TreeExplainer is a package for explaining and interpreting predictions of tree-based machine learning models. The notion of interpretability is based on how close the inclusion of a feature takes the model toward its final prediction. For this reason, the result of this approach is "feature contributions" to the predictions.
The basic idea is to decompose each prediction into feature contribution components. For a dataset with n
features, each prediction on the dataset is calculated as
prediction ≈ baseline probability at tree root + contribution feature 1 + ... + contribution feature n
Feature contributions are provided at the level of observations, features, and targets.
The class TreeExplainer
encapsulates the tree-based model and accepts data on which to calculate feature contributions. It also offers several methods to generate reports, graphs and useful metrics. In particular, TreeExplainer
offers the following:
- Compute feature contributions on new data, for example, held-out data for validation or testing. [Other implementations do not offer this feature]
- All operations performed on individual trees can be run in parallel.
- Feature contributions are correctly computed when the same feature is used more than once along a branch of a decision tree.
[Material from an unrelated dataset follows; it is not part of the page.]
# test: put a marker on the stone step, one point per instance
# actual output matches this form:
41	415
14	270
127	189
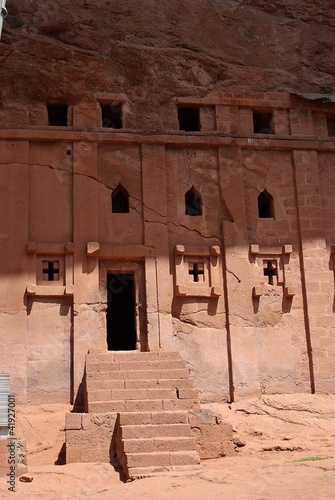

- Non-informative nodes can be discarded from the final result. This may happen because splitting on a certain value in training set resulted in some information gain, but now it doesn't for test samples.
- Support for pandas DataFrames.
- Methods to generate high-quality plots.
- Summaries are generated to be easily visualized in notebooks for exploratory data analyses.
- More specialized computations are performed as needed.
- Borrows ideas from established R packages.
This module is under active development. Currently, the following models have been tested:
-
Random forests
- sklearn.ensemble.forest.RandomForestClassifier
-
Decision trees
- sklearn.tree.tree.DecisionTreeClassifier
In the near future, all ensemble methods in scikit-learn will be tested and supported.
TreeExplainer
fully supports data (and even targets) contained in pandas DataFrames. Categorical data (as specified by pandas.CategoricalDataType) are welcome, too.
Column names are stored internally to be used in plots and reports.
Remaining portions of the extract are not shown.